Other recent developments in TJR surgery that are used routinely in many hospitals have also been widely criticized as being more trendy than technological. Here are a few of the recently marketed trends for TJR surgeries that CFOs should be aware of, and their typical cost per case:
- Antibiotic cement-costing about $800-$850 per case-is being used in all TJR cases. In contrast, two doses of standard cement cost about $120.
- Blood transfusions/donations typically cost between $250 and $500 per case. The gold standard for TJR is bloodless surgery, requiring no transfusions at all.
- Continuous passive motion (CPM) device rental costs $50 per case per day. The gold standard for TJR does not require CPM in every case. Some hospital sites have opted to have their TJR patients use rocking chairs to achieve the same outcome.

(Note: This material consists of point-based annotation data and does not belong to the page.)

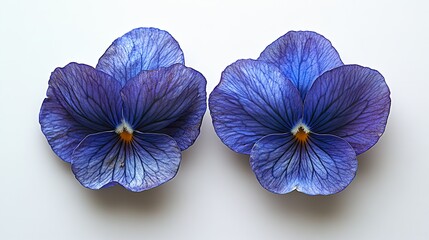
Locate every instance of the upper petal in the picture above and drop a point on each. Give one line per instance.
(138, 50)
(351, 102)
(148, 161)
(302, 56)
(323, 165)
(89, 96)
(62, 131)
(168, 100)
(253, 99)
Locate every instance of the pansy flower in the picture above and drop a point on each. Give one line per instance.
(127, 120)
(301, 114)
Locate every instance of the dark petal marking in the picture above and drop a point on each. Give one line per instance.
(139, 50)
(302, 56)
(351, 102)
(89, 96)
(252, 100)
(148, 161)
(323, 165)
(168, 100)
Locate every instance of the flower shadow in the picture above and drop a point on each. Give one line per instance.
(118, 199)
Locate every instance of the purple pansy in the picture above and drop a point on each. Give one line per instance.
(127, 120)
(301, 114)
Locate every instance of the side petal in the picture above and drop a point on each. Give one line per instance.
(168, 100)
(138, 50)
(302, 56)
(88, 95)
(148, 161)
(62, 131)
(351, 102)
(323, 165)
(252, 100)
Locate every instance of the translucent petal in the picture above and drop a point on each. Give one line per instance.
(148, 161)
(138, 50)
(87, 95)
(302, 56)
(252, 100)
(168, 100)
(351, 102)
(62, 131)
(323, 165)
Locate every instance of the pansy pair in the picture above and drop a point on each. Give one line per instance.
(301, 114)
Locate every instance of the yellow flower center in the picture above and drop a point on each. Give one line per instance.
(125, 131)
(126, 136)
(301, 135)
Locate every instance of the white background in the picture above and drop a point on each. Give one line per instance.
(215, 194)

- Cell savers and reinfusion drains, requiring blood donation and storage, cost between $250 and $750 per case. But because bloodless TJR surgery is the gold standard, this is an unnecessary expense in most cases.
- Navigation systems, involving capital expenditures of $500,000 or more by a hospital, also add a cost of $500 per case. Yet these systems could be deemed unnecessary, because the same information is provided by the TJR implant device set.
- Robotics, requiring capital expenditures by the hospital of $750,000, also cost an additional $750 per case. The argument against these systems is that they provide no additional information beyond what the TJR implant device already offers.
- Orthobiologics is an emerging TJR trend product (costing $400-$1,000 per case) that uses ground bone matrix in cement to fill voids. The standard cement, as previously noted, costs $120 for two doses.
Numerous other examples could be cited. Moreover, a hospital's orthopedic surgeons are constantly inundated with sales pitches for these types of items, with compelling arguments that they are vital to achieving high-quality patient outcomes.
CFOs should be aware of all such arguments, both pro and con, as they objectively consider whether to support or reject a request for a technology.